Earlier different fund houses had rebalancing periods which were not uniform. To bring uniformity regarding rebalancing period, SEBI has come up with a circular which gives guidelines about rebalancing period, what will be the implications if the portfolio is not rebalanced and how will fund houses report deviation in portfolio. These rebalancing norms will be applicable from 1st July 2022.
What is the mandated rebalancing period?
The rebalancing period mandated for all mutual fund schemes except index funds and ETFs is 30 business days. The rebalancing period is not applicable for overnight funds.
Source: SEBI Circular
What will happen if the portfolio is not rebalanced within the mandated timeline?
In case there is a deviation from mandated asset allocation and if the portfolio is not rebalanced within the mandated rebalancing period, justification in writing needs to be placed before investment committee. The justification shall include details of efforts taken to rebalance the portfolio. The investment committee can extend the timeline upto 60 business days from the date of completion of mandated rebalancing period.
If the portfolio is still not rebalanced within the mandated plus extended timelines, the AMC would not be permitted to launch any new scheme till the portfolio is rebalanced.

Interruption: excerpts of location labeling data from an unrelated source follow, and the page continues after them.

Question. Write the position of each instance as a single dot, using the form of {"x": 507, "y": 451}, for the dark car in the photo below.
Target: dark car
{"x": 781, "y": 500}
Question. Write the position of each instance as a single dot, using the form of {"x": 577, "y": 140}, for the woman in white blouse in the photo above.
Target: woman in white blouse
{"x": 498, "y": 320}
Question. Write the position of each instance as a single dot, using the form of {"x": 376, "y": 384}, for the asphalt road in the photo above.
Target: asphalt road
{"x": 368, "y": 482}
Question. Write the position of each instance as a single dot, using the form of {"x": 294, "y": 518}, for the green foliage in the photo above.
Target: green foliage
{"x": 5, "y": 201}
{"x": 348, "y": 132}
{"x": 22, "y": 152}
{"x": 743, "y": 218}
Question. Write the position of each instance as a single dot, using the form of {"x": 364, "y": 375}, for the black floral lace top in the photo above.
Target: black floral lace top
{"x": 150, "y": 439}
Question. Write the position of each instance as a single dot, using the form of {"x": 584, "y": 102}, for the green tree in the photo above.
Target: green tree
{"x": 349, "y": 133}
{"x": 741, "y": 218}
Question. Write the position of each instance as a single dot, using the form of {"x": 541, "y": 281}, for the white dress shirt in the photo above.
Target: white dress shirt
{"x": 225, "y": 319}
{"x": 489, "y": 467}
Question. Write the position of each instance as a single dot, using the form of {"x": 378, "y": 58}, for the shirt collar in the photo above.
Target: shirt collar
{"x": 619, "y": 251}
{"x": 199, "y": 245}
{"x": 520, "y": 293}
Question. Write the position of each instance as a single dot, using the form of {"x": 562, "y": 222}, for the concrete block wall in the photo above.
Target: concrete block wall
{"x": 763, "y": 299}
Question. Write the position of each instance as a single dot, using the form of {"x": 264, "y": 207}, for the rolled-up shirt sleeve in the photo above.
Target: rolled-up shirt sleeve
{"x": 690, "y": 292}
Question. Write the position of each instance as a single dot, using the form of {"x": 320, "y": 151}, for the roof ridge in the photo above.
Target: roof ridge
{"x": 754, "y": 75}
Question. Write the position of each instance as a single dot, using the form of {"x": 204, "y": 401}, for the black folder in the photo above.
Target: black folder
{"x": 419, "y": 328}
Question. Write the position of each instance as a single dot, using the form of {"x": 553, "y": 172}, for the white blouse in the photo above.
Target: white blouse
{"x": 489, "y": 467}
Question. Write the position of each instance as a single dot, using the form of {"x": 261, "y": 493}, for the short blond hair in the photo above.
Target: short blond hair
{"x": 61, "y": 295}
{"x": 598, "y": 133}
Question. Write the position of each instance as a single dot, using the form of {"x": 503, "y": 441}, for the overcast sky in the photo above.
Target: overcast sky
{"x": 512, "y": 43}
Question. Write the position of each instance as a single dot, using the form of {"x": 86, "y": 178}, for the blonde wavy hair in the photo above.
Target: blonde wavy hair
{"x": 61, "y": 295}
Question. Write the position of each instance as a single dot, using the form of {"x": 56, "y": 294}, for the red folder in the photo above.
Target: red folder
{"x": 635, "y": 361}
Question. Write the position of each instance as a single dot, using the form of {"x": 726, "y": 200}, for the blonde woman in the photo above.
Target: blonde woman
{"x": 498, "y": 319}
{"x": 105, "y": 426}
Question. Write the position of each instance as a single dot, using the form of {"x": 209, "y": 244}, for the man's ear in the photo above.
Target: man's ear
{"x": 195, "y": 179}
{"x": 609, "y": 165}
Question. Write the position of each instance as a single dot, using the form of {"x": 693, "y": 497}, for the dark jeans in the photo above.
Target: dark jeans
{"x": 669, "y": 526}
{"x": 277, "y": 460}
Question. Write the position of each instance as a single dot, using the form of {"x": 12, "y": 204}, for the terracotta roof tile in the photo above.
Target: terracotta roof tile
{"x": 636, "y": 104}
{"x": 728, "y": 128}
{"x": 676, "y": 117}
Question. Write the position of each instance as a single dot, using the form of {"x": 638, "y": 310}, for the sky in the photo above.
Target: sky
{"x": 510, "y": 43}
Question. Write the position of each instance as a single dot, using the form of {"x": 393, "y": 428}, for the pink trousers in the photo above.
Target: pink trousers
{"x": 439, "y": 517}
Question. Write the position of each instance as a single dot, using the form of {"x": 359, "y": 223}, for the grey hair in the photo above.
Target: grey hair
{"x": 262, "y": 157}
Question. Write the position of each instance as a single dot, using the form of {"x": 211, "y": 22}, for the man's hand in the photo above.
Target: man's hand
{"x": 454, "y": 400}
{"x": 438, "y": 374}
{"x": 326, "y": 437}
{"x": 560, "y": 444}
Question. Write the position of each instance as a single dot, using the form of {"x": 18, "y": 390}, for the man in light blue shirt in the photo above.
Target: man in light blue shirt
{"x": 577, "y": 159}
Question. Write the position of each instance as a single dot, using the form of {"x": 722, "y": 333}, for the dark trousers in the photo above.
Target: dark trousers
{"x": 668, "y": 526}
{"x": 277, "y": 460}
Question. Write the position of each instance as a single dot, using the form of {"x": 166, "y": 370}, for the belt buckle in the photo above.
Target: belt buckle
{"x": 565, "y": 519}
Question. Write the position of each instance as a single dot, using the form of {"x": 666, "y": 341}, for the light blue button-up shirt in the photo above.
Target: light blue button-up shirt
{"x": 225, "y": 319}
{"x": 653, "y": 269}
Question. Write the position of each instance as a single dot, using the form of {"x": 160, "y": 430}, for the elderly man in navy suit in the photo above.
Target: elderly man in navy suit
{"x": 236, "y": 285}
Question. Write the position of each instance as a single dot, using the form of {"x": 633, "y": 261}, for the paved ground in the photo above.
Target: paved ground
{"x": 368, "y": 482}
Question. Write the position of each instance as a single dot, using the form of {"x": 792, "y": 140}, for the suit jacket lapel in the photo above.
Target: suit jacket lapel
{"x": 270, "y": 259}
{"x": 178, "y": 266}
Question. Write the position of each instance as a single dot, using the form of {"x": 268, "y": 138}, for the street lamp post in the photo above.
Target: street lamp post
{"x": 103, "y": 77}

Also, they cannot levy exit load on the investors exiting such schemes.
What cost implications may arise due to rebalancing?
Due to this guideline if a fund manager has recently rebalanced their portfolio it will add to their cost due to frequent rebalancing as more number of rebalancing leads to higher expenses. To tackle this problem, the fund Manager usually keeps a higher tolerance level (5% - 10%) as higher tolerance level means the frequency of rebalancing will be lower and hence the cost of rebalancing will also be lower.

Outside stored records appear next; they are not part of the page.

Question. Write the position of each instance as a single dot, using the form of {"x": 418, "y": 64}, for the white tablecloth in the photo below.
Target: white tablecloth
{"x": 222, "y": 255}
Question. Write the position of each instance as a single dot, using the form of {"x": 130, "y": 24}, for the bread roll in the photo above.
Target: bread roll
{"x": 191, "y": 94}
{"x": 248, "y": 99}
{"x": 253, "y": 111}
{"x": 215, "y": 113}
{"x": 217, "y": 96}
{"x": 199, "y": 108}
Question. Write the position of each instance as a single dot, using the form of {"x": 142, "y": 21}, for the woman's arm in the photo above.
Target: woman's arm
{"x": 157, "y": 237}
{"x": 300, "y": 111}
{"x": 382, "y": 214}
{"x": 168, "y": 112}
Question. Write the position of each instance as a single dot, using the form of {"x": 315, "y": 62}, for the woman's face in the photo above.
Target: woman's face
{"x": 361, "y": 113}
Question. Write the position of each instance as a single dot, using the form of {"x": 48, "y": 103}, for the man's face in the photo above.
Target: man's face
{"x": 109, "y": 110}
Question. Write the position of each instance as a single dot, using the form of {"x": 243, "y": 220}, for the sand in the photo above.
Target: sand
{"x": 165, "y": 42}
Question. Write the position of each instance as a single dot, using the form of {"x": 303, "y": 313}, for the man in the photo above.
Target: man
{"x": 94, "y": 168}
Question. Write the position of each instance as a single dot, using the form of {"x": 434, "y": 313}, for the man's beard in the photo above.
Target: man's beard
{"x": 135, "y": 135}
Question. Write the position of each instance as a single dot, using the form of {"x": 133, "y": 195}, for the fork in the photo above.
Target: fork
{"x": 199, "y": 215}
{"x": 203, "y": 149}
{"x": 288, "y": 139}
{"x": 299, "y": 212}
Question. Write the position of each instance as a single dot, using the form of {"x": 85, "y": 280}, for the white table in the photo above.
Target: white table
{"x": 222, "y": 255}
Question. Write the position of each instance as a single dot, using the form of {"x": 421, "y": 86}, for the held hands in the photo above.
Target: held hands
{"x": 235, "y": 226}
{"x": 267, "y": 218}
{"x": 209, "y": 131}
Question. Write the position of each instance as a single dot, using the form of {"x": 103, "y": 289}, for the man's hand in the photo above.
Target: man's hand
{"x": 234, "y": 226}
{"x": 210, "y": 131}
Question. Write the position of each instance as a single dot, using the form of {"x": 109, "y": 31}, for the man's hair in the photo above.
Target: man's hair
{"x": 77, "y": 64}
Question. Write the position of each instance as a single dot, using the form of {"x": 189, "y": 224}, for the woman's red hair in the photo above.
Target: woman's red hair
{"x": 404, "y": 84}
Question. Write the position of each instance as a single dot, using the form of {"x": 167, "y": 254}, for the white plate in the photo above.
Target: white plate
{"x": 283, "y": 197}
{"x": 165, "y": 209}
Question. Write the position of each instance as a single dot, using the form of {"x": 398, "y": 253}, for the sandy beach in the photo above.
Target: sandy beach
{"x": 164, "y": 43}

How will fund houses report deviation in portfolio?
AMCs are required to report deviation to Trustees at each stage. If the AUM of deviated portfolio is more than 10% of the AUM of the main portfolio, AMCs will have to immediately disclose the same to the investors through SMS and e-mail/ letter including details of portfolio not rebalanced. AMCs will also have to immediately communicate to investors through SMS and e-mail/ letter when the portfolio is rebalanced. The Subject line of these email should be clearly stating the ‘breach of’ or ‘deviation’ from mandated asset allocation.
From when will be the rebalancing norms applicable?

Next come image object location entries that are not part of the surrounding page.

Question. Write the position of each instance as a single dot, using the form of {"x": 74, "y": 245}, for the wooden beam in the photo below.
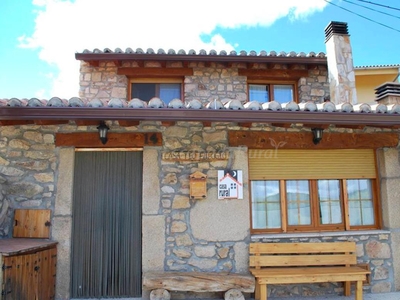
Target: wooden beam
{"x": 115, "y": 140}
{"x": 87, "y": 122}
{"x": 15, "y": 122}
{"x": 246, "y": 124}
{"x": 304, "y": 140}
{"x": 94, "y": 63}
{"x": 127, "y": 123}
{"x": 118, "y": 63}
{"x": 272, "y": 74}
{"x": 351, "y": 126}
{"x": 51, "y": 122}
{"x": 167, "y": 123}
{"x": 283, "y": 125}
{"x": 155, "y": 72}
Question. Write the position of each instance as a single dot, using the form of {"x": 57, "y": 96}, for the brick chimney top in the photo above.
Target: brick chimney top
{"x": 388, "y": 93}
{"x": 335, "y": 28}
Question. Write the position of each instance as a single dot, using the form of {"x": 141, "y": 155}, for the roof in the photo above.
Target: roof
{"x": 76, "y": 109}
{"x": 118, "y": 55}
{"x": 377, "y": 67}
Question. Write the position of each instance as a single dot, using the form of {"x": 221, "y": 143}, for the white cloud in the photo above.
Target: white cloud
{"x": 64, "y": 27}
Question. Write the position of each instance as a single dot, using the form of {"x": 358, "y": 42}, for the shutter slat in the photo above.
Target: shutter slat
{"x": 311, "y": 164}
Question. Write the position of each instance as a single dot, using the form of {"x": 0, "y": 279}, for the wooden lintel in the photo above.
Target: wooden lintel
{"x": 293, "y": 66}
{"x": 93, "y": 63}
{"x": 87, "y": 122}
{"x": 304, "y": 140}
{"x": 51, "y": 122}
{"x": 283, "y": 125}
{"x": 272, "y": 74}
{"x": 117, "y": 63}
{"x": 247, "y": 125}
{"x": 15, "y": 122}
{"x": 323, "y": 126}
{"x": 351, "y": 126}
{"x": 128, "y": 123}
{"x": 115, "y": 140}
{"x": 167, "y": 123}
{"x": 155, "y": 72}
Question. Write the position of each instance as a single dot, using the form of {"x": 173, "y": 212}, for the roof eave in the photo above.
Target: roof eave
{"x": 88, "y": 57}
{"x": 209, "y": 115}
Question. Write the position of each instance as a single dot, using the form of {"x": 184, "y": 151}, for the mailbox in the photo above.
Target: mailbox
{"x": 198, "y": 185}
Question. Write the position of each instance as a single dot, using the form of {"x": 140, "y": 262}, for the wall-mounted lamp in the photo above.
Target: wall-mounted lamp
{"x": 317, "y": 135}
{"x": 103, "y": 129}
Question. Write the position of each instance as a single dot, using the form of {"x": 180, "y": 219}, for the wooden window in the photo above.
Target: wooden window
{"x": 166, "y": 89}
{"x": 281, "y": 92}
{"x": 290, "y": 192}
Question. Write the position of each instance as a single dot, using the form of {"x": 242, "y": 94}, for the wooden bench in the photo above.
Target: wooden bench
{"x": 161, "y": 283}
{"x": 291, "y": 263}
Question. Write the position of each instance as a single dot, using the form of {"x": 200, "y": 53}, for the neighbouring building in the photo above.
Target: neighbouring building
{"x": 368, "y": 78}
{"x": 130, "y": 203}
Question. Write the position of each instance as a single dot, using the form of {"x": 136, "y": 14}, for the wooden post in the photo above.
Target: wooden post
{"x": 359, "y": 290}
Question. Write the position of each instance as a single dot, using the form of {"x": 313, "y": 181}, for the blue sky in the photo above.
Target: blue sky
{"x": 38, "y": 38}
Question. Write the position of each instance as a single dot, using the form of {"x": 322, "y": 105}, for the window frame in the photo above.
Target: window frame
{"x": 156, "y": 80}
{"x": 315, "y": 210}
{"x": 271, "y": 84}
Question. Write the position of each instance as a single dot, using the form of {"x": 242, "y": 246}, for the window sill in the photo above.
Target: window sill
{"x": 317, "y": 234}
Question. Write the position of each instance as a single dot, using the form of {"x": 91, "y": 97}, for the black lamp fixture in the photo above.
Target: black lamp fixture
{"x": 317, "y": 135}
{"x": 103, "y": 129}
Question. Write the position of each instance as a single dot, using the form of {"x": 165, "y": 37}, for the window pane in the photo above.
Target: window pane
{"x": 298, "y": 202}
{"x": 266, "y": 208}
{"x": 283, "y": 93}
{"x": 143, "y": 91}
{"x": 258, "y": 92}
{"x": 359, "y": 193}
{"x": 165, "y": 91}
{"x": 169, "y": 91}
{"x": 329, "y": 202}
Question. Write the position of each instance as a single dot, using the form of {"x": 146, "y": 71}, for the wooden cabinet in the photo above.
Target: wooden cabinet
{"x": 28, "y": 269}
{"x": 29, "y": 260}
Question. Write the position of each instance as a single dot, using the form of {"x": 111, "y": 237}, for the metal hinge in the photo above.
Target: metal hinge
{"x": 4, "y": 267}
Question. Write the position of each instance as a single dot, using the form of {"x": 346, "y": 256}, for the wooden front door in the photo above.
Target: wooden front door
{"x": 106, "y": 229}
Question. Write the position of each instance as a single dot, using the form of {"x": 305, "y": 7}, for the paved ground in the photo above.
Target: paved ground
{"x": 385, "y": 296}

The rebalancing norms are applicable to the main portfolio only and not to segregated portfolios. These will be applicable from 1st July 2022.
How will SEBI’s move impact mutual fund investors?
This is a positive move for mutual fund investors. It will allow investors to stay on right track to achieve financial goals with mutual funds that aligns with their risk profile. They will not have to worry if their mutual fund scheme is following the asset allocation mentioned in the SID.
For example, multi cap category funds are mandated to invest a minimum 25% each in large, mid and small caps. Suppose if mid and small cap stocks rally and allocation of large caps fall below 25%. SEBI’s guidelines on rebalancing will ensure that fund managers adhere to the asset allocation mandate mentioned in the SID and rebalance the portfolio accordingly.
Due to volatile market, allocations of some multicap funds have deviated
Data as on 30th Apr 2022
Source: Ace MF
Most fund managers ensure that allocation aligns with the investment objective. However, the time for rebalancing varies from one fund house to another in case there is a deviation in portfolio. SEBI’s rebalancing guidelines will bring uniformity in rebalancing time for all fund houses which will keep the portfolio in line with investors’ risk profile.